Cookeville Railroad Depot

Built by the Tennessee Central Railway in 1909, the depot served Cookeville until the 1950s when passenger train service to the city was phased out.

Politicians and newspaper reporters across the Upper Cumberland region initiated a massive publicity campaign in the early 1880s calling for the railroad to be extended across Middle Tennessee.

[1] In 1884, mining entrepreneur Alexander Crawford, believing the Upper Cumberland region to be endowed with vast deposits of high-quality coal, chartered the Nashville & Knoxville Railroad with plans to extend the railroad across the Cumberland Plateau and allow shipment of coal to markets in Nashville and Knoxville.

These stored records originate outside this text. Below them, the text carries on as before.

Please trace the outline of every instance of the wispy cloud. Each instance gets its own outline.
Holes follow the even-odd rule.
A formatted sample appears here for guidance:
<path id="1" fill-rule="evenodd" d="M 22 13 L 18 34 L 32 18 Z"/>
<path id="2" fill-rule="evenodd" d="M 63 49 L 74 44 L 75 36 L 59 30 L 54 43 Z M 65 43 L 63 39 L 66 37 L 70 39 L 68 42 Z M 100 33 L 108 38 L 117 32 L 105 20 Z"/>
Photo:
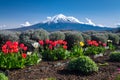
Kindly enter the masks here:
<path id="1" fill-rule="evenodd" d="M 7 27 L 7 25 L 0 25 L 0 29 L 5 29 Z"/>
<path id="2" fill-rule="evenodd" d="M 85 23 L 85 24 L 88 24 L 88 25 L 93 25 L 93 26 L 100 26 L 100 27 L 105 27 L 104 25 L 102 25 L 102 24 L 95 24 L 94 22 L 92 22 L 92 20 L 91 19 L 89 19 L 89 18 L 85 18 L 86 20 L 87 20 L 87 23 Z"/>
<path id="3" fill-rule="evenodd" d="M 28 21 L 26 21 L 24 24 L 21 24 L 21 26 L 25 26 L 25 27 L 30 26 L 30 25 L 31 25 L 31 23 Z"/>

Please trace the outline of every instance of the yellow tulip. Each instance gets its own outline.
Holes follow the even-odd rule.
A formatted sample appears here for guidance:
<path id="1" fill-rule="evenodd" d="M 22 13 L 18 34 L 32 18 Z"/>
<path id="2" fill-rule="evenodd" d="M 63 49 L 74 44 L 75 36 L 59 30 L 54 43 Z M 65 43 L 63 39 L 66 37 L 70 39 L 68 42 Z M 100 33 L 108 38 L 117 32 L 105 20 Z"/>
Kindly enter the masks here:
<path id="1" fill-rule="evenodd" d="M 85 44 L 84 44 L 83 42 L 80 42 L 80 46 L 82 46 L 82 47 L 83 47 L 84 45 L 85 45 Z"/>

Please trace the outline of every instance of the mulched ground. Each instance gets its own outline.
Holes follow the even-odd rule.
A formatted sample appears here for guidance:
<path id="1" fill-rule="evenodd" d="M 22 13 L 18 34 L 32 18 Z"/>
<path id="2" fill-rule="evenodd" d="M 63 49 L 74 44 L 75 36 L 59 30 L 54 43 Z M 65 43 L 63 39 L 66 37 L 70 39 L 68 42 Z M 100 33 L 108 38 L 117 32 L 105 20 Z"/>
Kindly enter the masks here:
<path id="1" fill-rule="evenodd" d="M 24 69 L 9 70 L 9 80 L 113 80 L 111 77 L 120 68 L 120 63 L 109 61 L 108 55 L 94 59 L 97 63 L 108 63 L 109 65 L 99 66 L 99 71 L 90 75 L 82 75 L 79 72 L 66 70 L 69 60 L 42 61 L 37 65 L 28 66 Z"/>

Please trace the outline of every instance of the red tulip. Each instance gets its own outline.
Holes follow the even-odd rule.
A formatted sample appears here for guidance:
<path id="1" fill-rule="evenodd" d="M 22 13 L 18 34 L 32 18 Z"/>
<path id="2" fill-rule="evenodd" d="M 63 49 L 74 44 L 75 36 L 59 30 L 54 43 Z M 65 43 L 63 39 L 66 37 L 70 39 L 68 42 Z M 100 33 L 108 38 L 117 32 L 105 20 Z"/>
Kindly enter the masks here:
<path id="1" fill-rule="evenodd" d="M 103 43 L 102 45 L 103 45 L 104 47 L 106 47 L 106 43 Z"/>
<path id="2" fill-rule="evenodd" d="M 66 45 L 64 45 L 64 46 L 63 46 L 63 48 L 64 48 L 64 49 L 67 49 L 67 46 L 66 46 Z"/>
<path id="3" fill-rule="evenodd" d="M 22 58 L 26 58 L 27 54 L 26 53 L 22 53 Z"/>
<path id="4" fill-rule="evenodd" d="M 27 47 L 23 47 L 23 50 L 26 51 L 28 48 Z"/>
<path id="5" fill-rule="evenodd" d="M 24 48 L 24 46 L 25 46 L 25 45 L 24 45 L 23 43 L 21 43 L 21 44 L 20 44 L 20 48 L 22 48 L 22 49 L 23 49 L 23 48 Z"/>
<path id="6" fill-rule="evenodd" d="M 49 42 L 50 42 L 49 39 L 46 39 L 46 40 L 45 40 L 45 43 L 46 43 L 46 44 L 49 44 Z"/>
<path id="7" fill-rule="evenodd" d="M 52 45 L 49 45 L 49 49 L 51 49 L 51 50 L 53 49 Z"/>
<path id="8" fill-rule="evenodd" d="M 39 41 L 39 44 L 43 46 L 43 45 L 44 45 L 43 40 L 40 40 L 40 41 Z"/>

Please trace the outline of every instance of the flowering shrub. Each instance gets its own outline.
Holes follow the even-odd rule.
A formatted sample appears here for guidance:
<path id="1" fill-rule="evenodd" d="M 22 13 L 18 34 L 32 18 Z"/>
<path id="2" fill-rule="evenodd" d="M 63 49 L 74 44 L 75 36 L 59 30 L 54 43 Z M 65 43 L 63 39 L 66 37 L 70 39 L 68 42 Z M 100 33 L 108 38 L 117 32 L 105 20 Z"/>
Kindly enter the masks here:
<path id="1" fill-rule="evenodd" d="M 85 49 L 84 54 L 85 55 L 96 55 L 100 53 L 104 53 L 106 43 L 102 43 L 101 41 L 95 41 L 95 40 L 88 40 L 87 41 L 88 47 Z"/>
<path id="2" fill-rule="evenodd" d="M 0 80 L 8 80 L 8 77 L 4 73 L 0 73 Z"/>
<path id="3" fill-rule="evenodd" d="M 107 40 L 107 45 L 109 50 L 115 50 L 115 46 L 113 45 L 112 40 Z"/>
<path id="4" fill-rule="evenodd" d="M 109 57 L 111 61 L 120 62 L 120 52 L 112 52 Z"/>
<path id="5" fill-rule="evenodd" d="M 67 69 L 70 71 L 78 71 L 82 74 L 89 74 L 98 71 L 97 64 L 87 56 L 80 56 L 78 58 L 72 59 L 68 65 Z"/>
<path id="6" fill-rule="evenodd" d="M 71 50 L 71 57 L 79 57 L 84 55 L 83 54 L 83 46 L 85 44 L 83 42 L 79 42 L 79 45 L 74 45 L 72 50 Z"/>
<path id="7" fill-rule="evenodd" d="M 24 44 L 7 41 L 2 46 L 2 52 L 0 52 L 0 67 L 7 69 L 23 68 L 26 64 L 31 65 L 33 62 L 33 64 L 35 64 L 39 59 L 37 54 L 35 53 L 31 56 L 28 56 L 26 52 L 27 46 Z"/>
<path id="8" fill-rule="evenodd" d="M 40 53 L 45 60 L 62 60 L 69 57 L 67 42 L 63 40 L 39 40 Z"/>

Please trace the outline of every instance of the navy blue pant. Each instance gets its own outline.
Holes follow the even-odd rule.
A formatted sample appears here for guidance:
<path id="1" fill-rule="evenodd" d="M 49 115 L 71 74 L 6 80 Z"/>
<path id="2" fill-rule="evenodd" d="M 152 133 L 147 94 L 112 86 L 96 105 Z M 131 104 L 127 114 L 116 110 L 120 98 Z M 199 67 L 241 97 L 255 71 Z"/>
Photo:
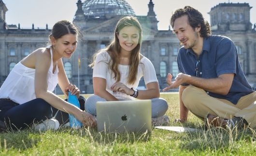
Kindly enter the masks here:
<path id="1" fill-rule="evenodd" d="M 80 96 L 78 101 L 80 108 L 85 110 L 85 99 Z M 35 99 L 22 104 L 9 99 L 0 99 L 0 120 L 6 123 L 8 129 L 14 130 L 28 128 L 33 123 L 42 122 L 56 115 L 55 118 L 60 125 L 69 122 L 69 114 L 58 110 L 42 99 Z"/>

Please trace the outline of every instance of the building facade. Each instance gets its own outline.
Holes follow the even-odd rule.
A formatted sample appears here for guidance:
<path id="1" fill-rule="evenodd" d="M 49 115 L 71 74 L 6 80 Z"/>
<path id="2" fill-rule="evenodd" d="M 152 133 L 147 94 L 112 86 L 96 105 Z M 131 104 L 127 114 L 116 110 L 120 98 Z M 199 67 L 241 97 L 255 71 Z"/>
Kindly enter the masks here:
<path id="1" fill-rule="evenodd" d="M 158 30 L 154 4 L 150 0 L 146 16 L 136 16 L 125 0 L 81 0 L 73 22 L 80 28 L 82 37 L 76 52 L 70 59 L 63 59 L 66 74 L 71 83 L 79 86 L 82 93 L 93 92 L 92 69 L 88 67 L 92 55 L 105 47 L 113 38 L 117 21 L 129 15 L 136 16 L 142 27 L 141 53 L 152 62 L 160 89 L 166 86 L 168 73 L 175 77 L 178 73 L 177 55 L 181 47 L 171 30 Z M 256 31 L 250 22 L 248 3 L 220 3 L 209 13 L 213 34 L 226 36 L 235 43 L 245 75 L 250 83 L 256 86 Z M 14 66 L 23 58 L 38 48 L 45 46 L 50 30 L 21 29 L 19 24 L 8 25 L 5 13 L 8 11 L 0 0 L 0 85 Z M 47 21 L 45 21 L 46 22 Z M 80 59 L 80 61 L 78 61 Z M 79 66 L 80 67 L 79 68 Z M 145 85 L 142 79 L 140 88 Z M 57 87 L 56 91 L 61 93 Z"/>

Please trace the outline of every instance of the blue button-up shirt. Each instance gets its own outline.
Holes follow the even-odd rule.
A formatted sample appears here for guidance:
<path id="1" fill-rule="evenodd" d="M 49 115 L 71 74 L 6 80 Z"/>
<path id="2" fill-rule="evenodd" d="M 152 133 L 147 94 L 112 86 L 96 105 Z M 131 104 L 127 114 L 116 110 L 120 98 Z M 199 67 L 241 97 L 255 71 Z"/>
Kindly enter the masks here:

Although a particularly difficult stretch between Watertown and Silver Point— requiring the building of several trestles across the Caney Fork— slowed the railroad's construction, the Nashville & Knoxville's tracks nevertheless reached Cookeville in July 1890.

Although Crawford died shortly thereafter, his sons continued his work, and managed to extend the tracks to Monterey, at the edge of the Cumberland Plateau.

The mere announcement of the company's plans for the depot "one half-mile west of the courthouse" caused property values in the western section of town to skyrocket.

Residences were built along or near the tracks, and a shanty town known as "Boxtown" developed in the vicinity of what is now Cookeville Regional Medical Center.